BEA became the British European Airways Corporation to operate all Domestic and European flights. Initially it operated De Havilland Rapides on services to Southampton and London, but from the early days they struggled to cope with the enormous variations in demand between the winter and summer months. They demanded lengthened runways and then a tarmac surface was laid in 1952 so that larger aircraft could be operated to meet peak demand.
This process was continue over the coming decades as British European introduced the Airspeed Ambassador (Elizabethan), Viscount, Vanguard and ultimately the BAC One-Eleven jet. Initially the timetable grew, and routes were introduced to Croydon and then Northolt, to serve London, followed ultimately by Gatwick and Heathrow. Direct flights were made available to Birmingham, Southampton, Manchester, Guernsey, Alderney and France. The Paris route, however, was abandoned in 1950 because of lack of demand.
BEA ceased operations in 1974 when it was merged with the British Overseas Airways Corporation to form British Airways, which continued to operate from Jersey. There was further expansion of routes, but the airline was struggling to make them financially successful, and in August 1979 they announced that they were pulling out of all but the major routes, with the others taken up by a variety of independent airlines.
BEA plans for 1948
From Flight, 22 January 1948
BEA have already made plans for high-frequency air services next summer to the Isle of Man and the Channel Islands. All these will operate with Dakota aircraft except the service to Alderney and the inter-island flights between Jersey and Guernsey which will continue to be flown with Rapides.
The new summer schedules, which are due to come into operation on 18 April, have been drawn up as a result of the experience of last summer's capacity bookings, especially at weekends.

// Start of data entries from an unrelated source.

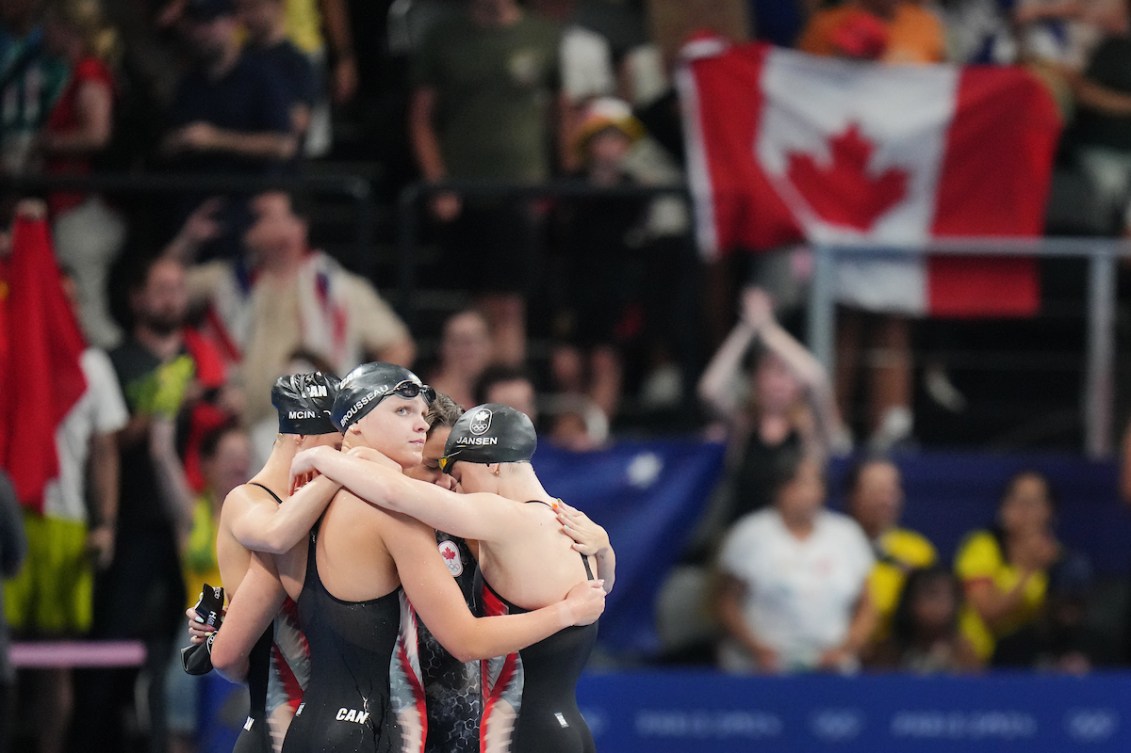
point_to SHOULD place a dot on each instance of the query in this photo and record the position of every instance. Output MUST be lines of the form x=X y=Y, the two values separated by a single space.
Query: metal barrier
x=354 y=189
x=408 y=240
x=408 y=205
x=1102 y=256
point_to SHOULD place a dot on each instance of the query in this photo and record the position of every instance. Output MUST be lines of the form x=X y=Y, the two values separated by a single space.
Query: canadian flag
x=787 y=147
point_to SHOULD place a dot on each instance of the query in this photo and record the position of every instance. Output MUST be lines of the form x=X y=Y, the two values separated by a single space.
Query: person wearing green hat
x=355 y=577
x=529 y=702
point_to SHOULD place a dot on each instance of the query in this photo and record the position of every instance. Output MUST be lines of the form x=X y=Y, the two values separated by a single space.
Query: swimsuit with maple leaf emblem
x=431 y=689
x=529 y=703
x=346 y=707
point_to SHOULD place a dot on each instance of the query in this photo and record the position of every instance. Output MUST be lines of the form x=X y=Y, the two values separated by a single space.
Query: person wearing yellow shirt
x=882 y=31
x=875 y=500
x=1004 y=570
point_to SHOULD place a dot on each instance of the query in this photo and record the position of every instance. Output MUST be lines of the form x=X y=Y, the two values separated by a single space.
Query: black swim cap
x=303 y=403
x=368 y=384
x=490 y=433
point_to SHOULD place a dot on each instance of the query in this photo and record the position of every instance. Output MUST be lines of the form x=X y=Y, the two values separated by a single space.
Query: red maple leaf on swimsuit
x=844 y=192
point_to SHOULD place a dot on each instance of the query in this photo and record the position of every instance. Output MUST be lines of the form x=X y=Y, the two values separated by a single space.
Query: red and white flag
x=786 y=147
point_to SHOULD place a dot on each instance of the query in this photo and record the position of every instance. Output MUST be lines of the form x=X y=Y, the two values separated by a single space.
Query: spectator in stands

A daily, non-stop service is being introduced between Northolt and the Isle of Man, taking just under two hours. Manchester, Glasgow and Blackpool will be linked to the island by two daily flights each way and Belfast and Carlisle by one; from Liverpool there will be four to seven daily flights each way according to the season and the day of the week.
Between 18 April and 30 May Channel Island visitors will have five daily services between Northolt and Jersey at weekends and four in midweek. From 31 May these will be increased to nine at weekends and seven on weekdays.
From 18 April there will also be two return flights daily between London and Guernsey; from Southampton Jersey has two, Guernsey three and Alderney two. A total of 14 to 16 flights daily link the three main Channel Islands and this inter-island service will operate at high frequency between Jersey and Guernsey.